Where the game begins to break down is when style meets substance--and gameplay. For a start, there's one simply inexcusable design decision: The game is in four "acts", and there are no save points "entr'acte," if you will. And yes, this is a game in which you can die--so if you do, you have to replay all the crap you did within the act before you did. Tch. I thought we'd solved this problem ages ago. Bad developer, no biscuit.
For another thing, as with most graphic adventures, it's a puzzle-based game; solving puzzles opens new areas of the gamespace. Fine, except that most of the puzzles are what Johnny Wilson used to call "plumbing problems" (after Myst, in which most puzzles involve opening or closing valves in a system of piping). Here, they involve opening and closing doors, and praying at the right places and times, with some few additional features--no inventory (or inventory combination) involved. For my part, I consider this fairly dull.
And while the story begins with a tasty bit of ambiguity, a sense of metaphysical importance, and a frisson of terror, it never quite gels into something I'd consider "comprehensible." That is, in the mode of many another French graphic adventure, it seems to adhere to an aesthetic of literary obscurity that anyone who isn't French is likely to find frustrating rather than compelling.

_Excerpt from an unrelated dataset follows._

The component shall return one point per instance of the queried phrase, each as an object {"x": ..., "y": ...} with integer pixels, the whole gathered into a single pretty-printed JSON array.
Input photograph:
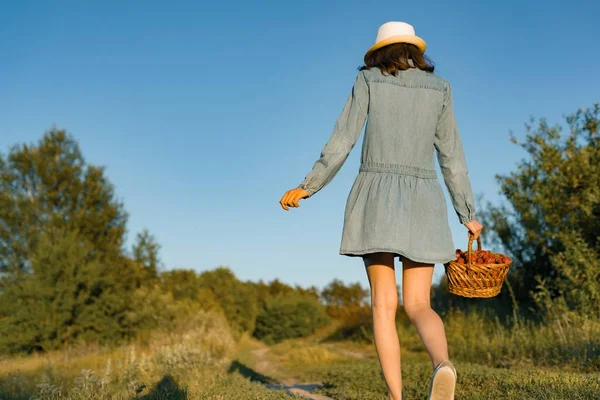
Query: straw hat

The difficulty is compounded by the fact that the puzzle solutions often derive from comprehension of the story--which, given that the story is incomprehensible, is a problem.
All in all, you have to look at Vigil as brilliantly innovative in some ways--and sadly deficient in others. Despite this, I still have no reservations in recommending that you play it--with the walkthrough in hand, to minimize frustration--to experience the things that is does do extremely well.